On the weekend of 24-25th April the Catholic Parish of Sts Peter and Paul in Northfields opened their doors to visitors to celebrate their 90th Year of foundation with a flower festival which was themed around local parish groups. The parish began as a Chapel of ease for St Joseph’s church in Hanwell as a hut on Leyborne Avenue. It became an independent parish in 1926 and the foundation stone for a new church as laid in 1931 with the new church, designed by Church architects, T Birchall Scott, opening on the Feast of Sts Peter and Paul in 1934. It was not consecrated until 1959 when the church was finally completed and debt free.
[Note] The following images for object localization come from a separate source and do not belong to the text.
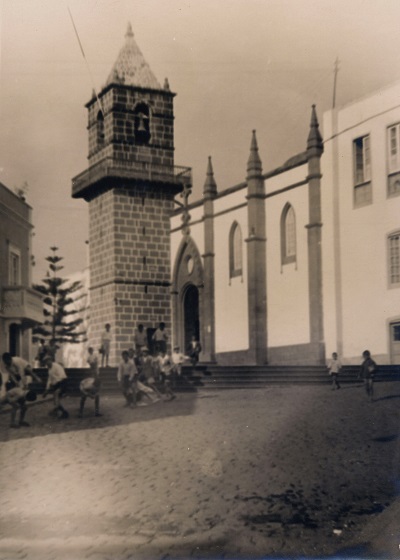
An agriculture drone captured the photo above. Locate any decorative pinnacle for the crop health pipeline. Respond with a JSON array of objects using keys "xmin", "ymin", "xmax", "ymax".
[
  {"xmin": 164, "ymin": 77, "xmax": 170, "ymax": 91},
  {"xmin": 247, "ymin": 130, "xmax": 262, "ymax": 177},
  {"xmin": 126, "ymin": 22, "xmax": 134, "ymax": 38},
  {"xmin": 203, "ymin": 156, "xmax": 217, "ymax": 198},
  {"xmin": 307, "ymin": 104, "xmax": 323, "ymax": 153}
]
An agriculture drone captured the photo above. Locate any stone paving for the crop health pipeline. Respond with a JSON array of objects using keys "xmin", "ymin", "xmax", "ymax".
[{"xmin": 0, "ymin": 382, "xmax": 400, "ymax": 559}]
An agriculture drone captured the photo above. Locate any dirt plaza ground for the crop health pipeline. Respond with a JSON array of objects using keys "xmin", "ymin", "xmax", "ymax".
[{"xmin": 1, "ymin": 380, "xmax": 400, "ymax": 560}]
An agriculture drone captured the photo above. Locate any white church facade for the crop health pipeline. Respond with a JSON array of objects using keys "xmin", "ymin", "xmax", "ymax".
[
  {"xmin": 171, "ymin": 81, "xmax": 400, "ymax": 366},
  {"xmin": 72, "ymin": 26, "xmax": 400, "ymax": 367}
]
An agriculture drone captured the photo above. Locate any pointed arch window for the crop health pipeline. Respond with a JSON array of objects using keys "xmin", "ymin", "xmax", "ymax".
[
  {"xmin": 229, "ymin": 221, "xmax": 243, "ymax": 278},
  {"xmin": 281, "ymin": 204, "xmax": 296, "ymax": 265},
  {"xmin": 96, "ymin": 111, "xmax": 105, "ymax": 146}
]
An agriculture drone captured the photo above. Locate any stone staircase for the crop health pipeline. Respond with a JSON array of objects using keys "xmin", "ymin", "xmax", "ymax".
[
  {"xmin": 196, "ymin": 364, "xmax": 400, "ymax": 390},
  {"xmin": 31, "ymin": 365, "xmax": 207, "ymax": 396},
  {"xmin": 31, "ymin": 364, "xmax": 400, "ymax": 395}
]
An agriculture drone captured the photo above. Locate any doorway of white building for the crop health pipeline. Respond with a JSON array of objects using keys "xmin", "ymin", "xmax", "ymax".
[
  {"xmin": 390, "ymin": 321, "xmax": 400, "ymax": 364},
  {"xmin": 9, "ymin": 323, "xmax": 21, "ymax": 356}
]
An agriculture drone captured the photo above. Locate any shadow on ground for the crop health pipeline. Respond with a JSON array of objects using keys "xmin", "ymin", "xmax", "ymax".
[{"xmin": 0, "ymin": 393, "xmax": 198, "ymax": 443}]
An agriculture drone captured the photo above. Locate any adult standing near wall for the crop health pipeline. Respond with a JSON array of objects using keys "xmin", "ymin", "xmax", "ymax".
[
  {"xmin": 100, "ymin": 323, "xmax": 112, "ymax": 368},
  {"xmin": 134, "ymin": 324, "xmax": 147, "ymax": 356},
  {"xmin": 152, "ymin": 322, "xmax": 168, "ymax": 355}
]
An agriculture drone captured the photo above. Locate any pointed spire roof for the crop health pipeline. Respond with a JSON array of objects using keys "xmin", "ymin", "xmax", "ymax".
[
  {"xmin": 203, "ymin": 156, "xmax": 218, "ymax": 199},
  {"xmin": 247, "ymin": 130, "xmax": 263, "ymax": 177},
  {"xmin": 307, "ymin": 105, "xmax": 323, "ymax": 153},
  {"xmin": 106, "ymin": 23, "xmax": 161, "ymax": 90}
]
The flower festival was organised by members of the parish some of whom are also members of the Ealing Flower Club. The sixteen arrangements were spread throughout the church and each of them celebrated a different aspect of parish life, many linked to statues or devotions to different saints. Outside the church a grotto to Our Lady was also decorated by the Knights of St Columba, a male-only Catholic organisation.
Entering the church I encountered a beautiful colourful arrangement of bright spring flowers arranged in a supermarket basket with some old fashioned cans in front of it. This arrangement, by Vanessa Canzini was dedicated to St Antony in recognition of the all the work done by parishioners collected for Ealing Food bank and other charities such as Hanwell Homeless.
Attached to the side wall of the church was a floral arrangement in the green and orange colours of Ireland and dedicated to St Patrick. This arrangement incorporated colourful pom poms and a knitted hat and scarf and was dedicated to the EHID, the Ealing Handicapped Irish Dancers. Accompanied by a poem about the role of St Patrick ‘who didn’t learn to dance at all’ but ‘taught Irish folk the faith’, this arrangement referenced the parish’s strong Irish heritage. The EHID is a support group for people with learning difficulties which gives members the opportunity to learn Irish dancing and perform.
In front of the alter was one of the most complex floral arrangements, which used flower heads to create an open bible. The arrangement, by Kathleen O’Neil was intened to reference the centrality of the ‘Word of God in faith formation, whether through catechesis, study or sharing’.
Many of the arrangements were located next to prominent statues in the church such as this one by Maria DeMarco, dedicated to the Sacred Heart.
Flower festivals can be found all over the UK in parish churches, particularly to celebrate anniversaries or centenaries. As is the case at Sts Peter and Paul the work of arranging flowers is usually done by parish members and is a form of ‘devotional creativity’. The flowers become a focal point for particular statues or sites of prayer within the church and, as in this case, a flower arrangement may be dedicated for particular prayer needs.
In our wider research project we’re particularly interested in the range of creative work ordinary people do in their places of worship. Floral art and flower arrangements are a key form of vernacular creativity which seem to be shared by many from different faiths – particularly for special occasions. In the hindu temple in particular flowers are integral to worship with flower garlands made daily by the priests for garlanding the goddess. During the annual Chariot Festival thousands of flowers are used by the groups of women who gather in the temple to help the priest with garland making. We are interested in how people think about this work and how it might be different from the creative work they do in other places.